Grakn Labs Q&A: Episode 1

Some frequently asked questions about the database for AI

Haikal Pribadi
Vaticle
6 min readApr 7, 2017

--

OK then. What is Grakn?

Grakn is a distributed knowledge base (Grakn) with a reasoning query language (Graql) that enables querying for explicitly stored data and implicitly derived information.

Grakn uses an intuitive ontology as a data model that allows you to define a set of types, properties, and relationship types. The ontology allows you to model extremely complex datasets, and functions as a data schema constraint to guarantee data consistency, i.e. logical integrity. The ontology modelling constructs include type hierarchies, n-ary relationships, and higher-order modelling constructs. Grakn allows you to model the real world and all the hierarchies and hyper-relationships contained within it.

Grakn is built using several graph computing and distributed computing platforms, such as Apache TinkerPop and Apache Spark and is designed to be sharded and replicated over a network of distributed machines. Internally, it stores data in a way that allows machines to understand the meaning of information in the complete context of their relationships. Consequently, Grakn allows computers to process complex information more intelligently, with less human intervention.
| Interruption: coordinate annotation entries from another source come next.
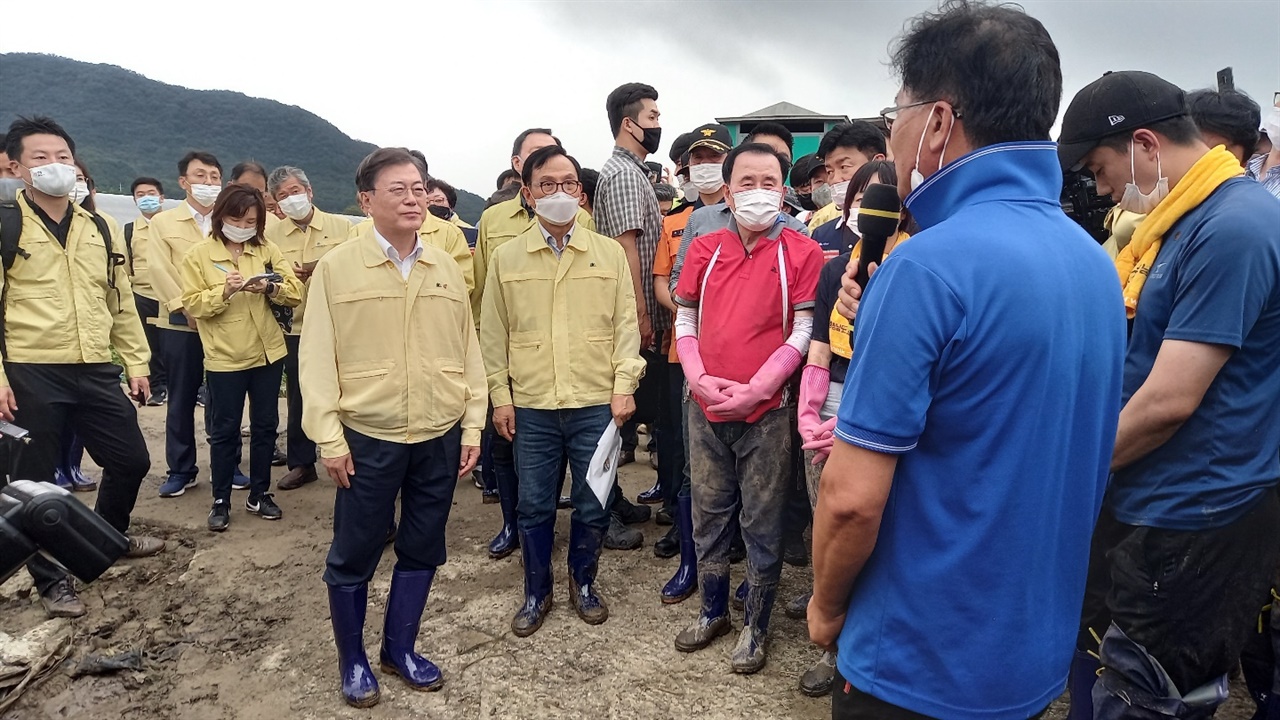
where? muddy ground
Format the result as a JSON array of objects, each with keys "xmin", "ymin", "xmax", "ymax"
[{"xmin": 0, "ymin": 404, "xmax": 1252, "ymax": 720}]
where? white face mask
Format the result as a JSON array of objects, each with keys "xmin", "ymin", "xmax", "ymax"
[
  {"xmin": 733, "ymin": 188, "xmax": 782, "ymax": 232},
  {"xmin": 911, "ymin": 102, "xmax": 956, "ymax": 191},
  {"xmin": 1116, "ymin": 140, "xmax": 1169, "ymax": 215},
  {"xmin": 72, "ymin": 181, "xmax": 88, "ymax": 205},
  {"xmin": 680, "ymin": 181, "xmax": 698, "ymax": 202},
  {"xmin": 689, "ymin": 163, "xmax": 724, "ymax": 195},
  {"xmin": 1262, "ymin": 108, "xmax": 1280, "ymax": 147},
  {"xmin": 827, "ymin": 181, "xmax": 849, "ymax": 210},
  {"xmin": 191, "ymin": 184, "xmax": 223, "ymax": 208},
  {"xmin": 534, "ymin": 191, "xmax": 579, "ymax": 225},
  {"xmin": 223, "ymin": 223, "xmax": 257, "ymax": 245},
  {"xmin": 276, "ymin": 192, "xmax": 311, "ymax": 220},
  {"xmin": 31, "ymin": 163, "xmax": 76, "ymax": 197}
]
Graql is a declarative, knowledge-oriented graph query language that uses machine reasoning to retrieve explicitly stored and implicitly derived information from Grakn. On other database systems, queries have to define the data patterns they are looking for explicitly. Graql, on the other hand, will translate a query pattern into all its logical equivalents and execute them against the database. This includes the inference of types, relationships, context, and pattern combination.

Graql allows you to derive implicit information that is hidden in your dataset and makes finding new knowledge easy.

In combination, Grakn and Graql are what makes Grakn Labs, the knowledge base for working with complex data.

Can you explain Grakn Lab’s “ontology-first” model?

In Grakn, the ontology is the formal specification of all the relevant concepts and their meaningful associations in a given domain. It allows objects and relationships to be categorised into distinct types, and for generic properties of those types to be expressed. Specifying the ontology enables automated reasoning over the represented knowledge, such as the extraction of implicit information from explicit data or discovery of inconsistencies in the data. For this reason, the ontology(schema) must be clearly defined before loading data into the graph.

Won’t that cause extra complexity?

We don’t think so! To model the world accurately, you need to model type hierarchies, since without that level of representation, you cannot interpret data or knowledge accurately, and you cannot build a model that is easily extensible. On Grakn, since the type system exists in the ontology rather than in the data, you have control over what goes into the model. Wild streams of input data cannot mess up the model, and type definitions can only go out of control if you explicitly mess up the ontology. You face fewer hurdles when ingesting your data and you spend less time and effort on data cleanup and integration.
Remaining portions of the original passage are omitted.